Scientific classification
- Kingdom: Animalia
- Phylum: Chordata
- Class: Aves
- Order: Columbiformes
- Family: Columbidae
- Genus: Columba
- Species: †C. thiriouxi
- Binomial name: †Columba thiriouxi Hume, 2011

= Mauritian wood pigeon =

- Genus: Columba
- Species: thiriouxi
- Authority: Hume, 2011
- Conservation status: EX

Extinct species of bird

The Mauritian wood pigeon (Columba thiriouxi) is an extinct species of the pigeon genus Columba which was endemic to Mauritius. It was a small, likely arboreal, wood pigeon.

== Taxonomy ==
The Mauritian wood pigeon was described in 2011 by English paleontologist Julian P. Hume.
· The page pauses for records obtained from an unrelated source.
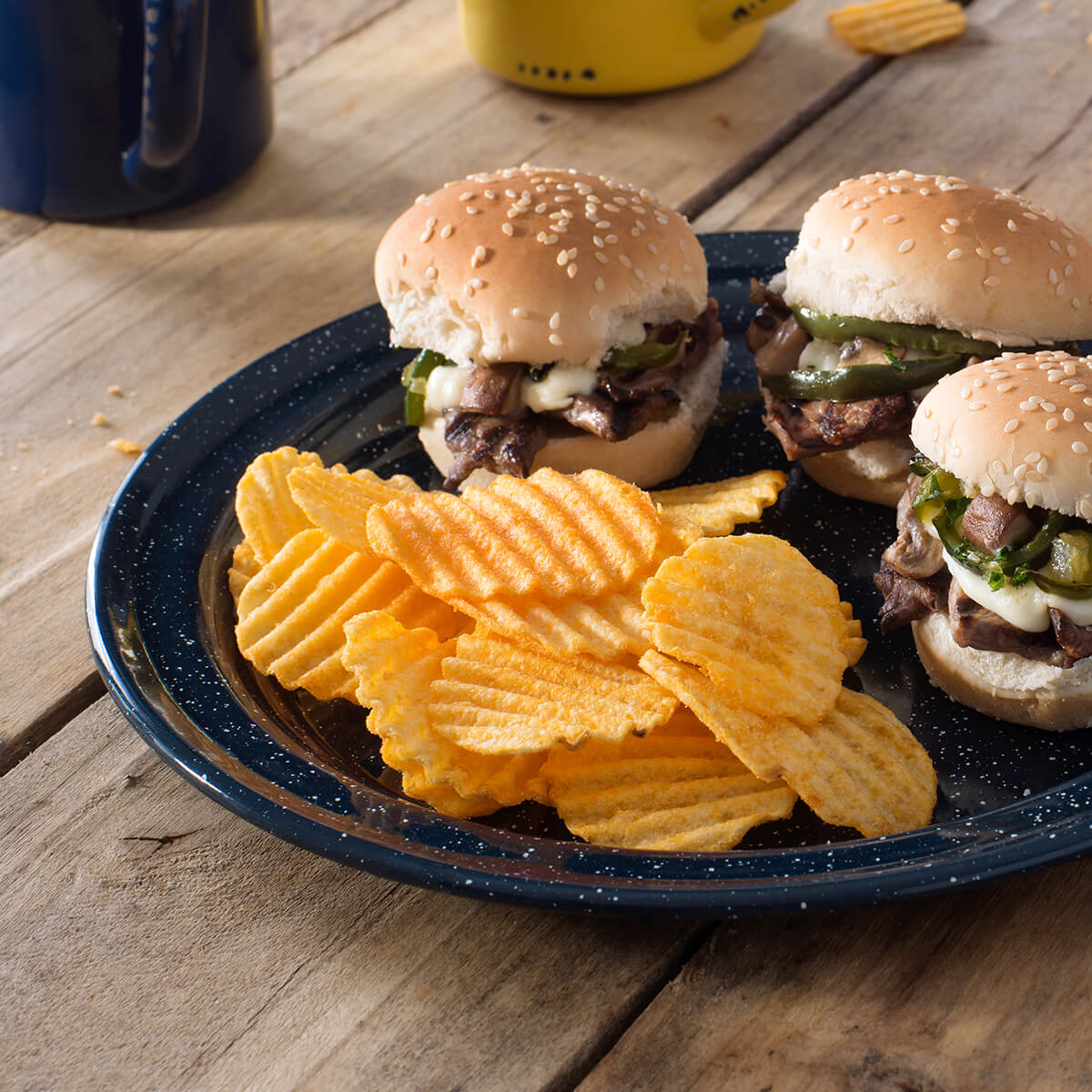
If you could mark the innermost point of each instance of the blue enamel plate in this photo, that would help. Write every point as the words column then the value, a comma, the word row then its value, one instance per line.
column 161, row 621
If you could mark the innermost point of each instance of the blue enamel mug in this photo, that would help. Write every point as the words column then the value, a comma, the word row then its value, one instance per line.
column 109, row 107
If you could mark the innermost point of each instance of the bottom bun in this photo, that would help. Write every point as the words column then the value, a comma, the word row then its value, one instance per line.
column 1004, row 685
column 875, row 470
column 659, row 452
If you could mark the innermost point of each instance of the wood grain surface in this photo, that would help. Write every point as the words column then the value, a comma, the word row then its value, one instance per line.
column 150, row 939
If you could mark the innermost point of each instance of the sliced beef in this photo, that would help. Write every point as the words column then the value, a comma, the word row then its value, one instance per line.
column 991, row 523
column 906, row 599
column 1076, row 640
column 813, row 427
column 975, row 627
column 505, row 445
column 915, row 552
column 487, row 389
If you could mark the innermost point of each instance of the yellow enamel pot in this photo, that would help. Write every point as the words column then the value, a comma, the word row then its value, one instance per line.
column 612, row 47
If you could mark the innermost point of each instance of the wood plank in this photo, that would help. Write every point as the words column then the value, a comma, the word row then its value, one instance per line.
column 167, row 307
column 1008, row 104
column 984, row 989
column 154, row 940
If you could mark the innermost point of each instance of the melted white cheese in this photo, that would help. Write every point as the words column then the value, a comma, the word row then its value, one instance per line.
column 1026, row 607
column 445, row 388
column 556, row 389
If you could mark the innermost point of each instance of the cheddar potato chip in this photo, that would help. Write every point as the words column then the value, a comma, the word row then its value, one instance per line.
column 719, row 507
column 393, row 669
column 263, row 505
column 292, row 612
column 500, row 698
column 339, row 502
column 857, row 767
column 898, row 26
column 550, row 536
column 672, row 790
column 756, row 616
column 244, row 566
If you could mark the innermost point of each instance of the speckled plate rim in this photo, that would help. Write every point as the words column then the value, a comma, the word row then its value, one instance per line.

The holotype is a right tarsometatarsus subfossil collected in 1910 by Etienne Thirioux, an amateur fossil collector, from a cave in the Vallée des Prêtres in central east Mauritius. The specific epithet, thiriouxi, is in honor of Thirioux.

== Extinction ==
Very little is known about the Mauritian wood pigeon. It was apparently easily caught, and likely became extinct around 1730 due to overhunting, predation by introduced black rats (Rattus rattus), and deforestation.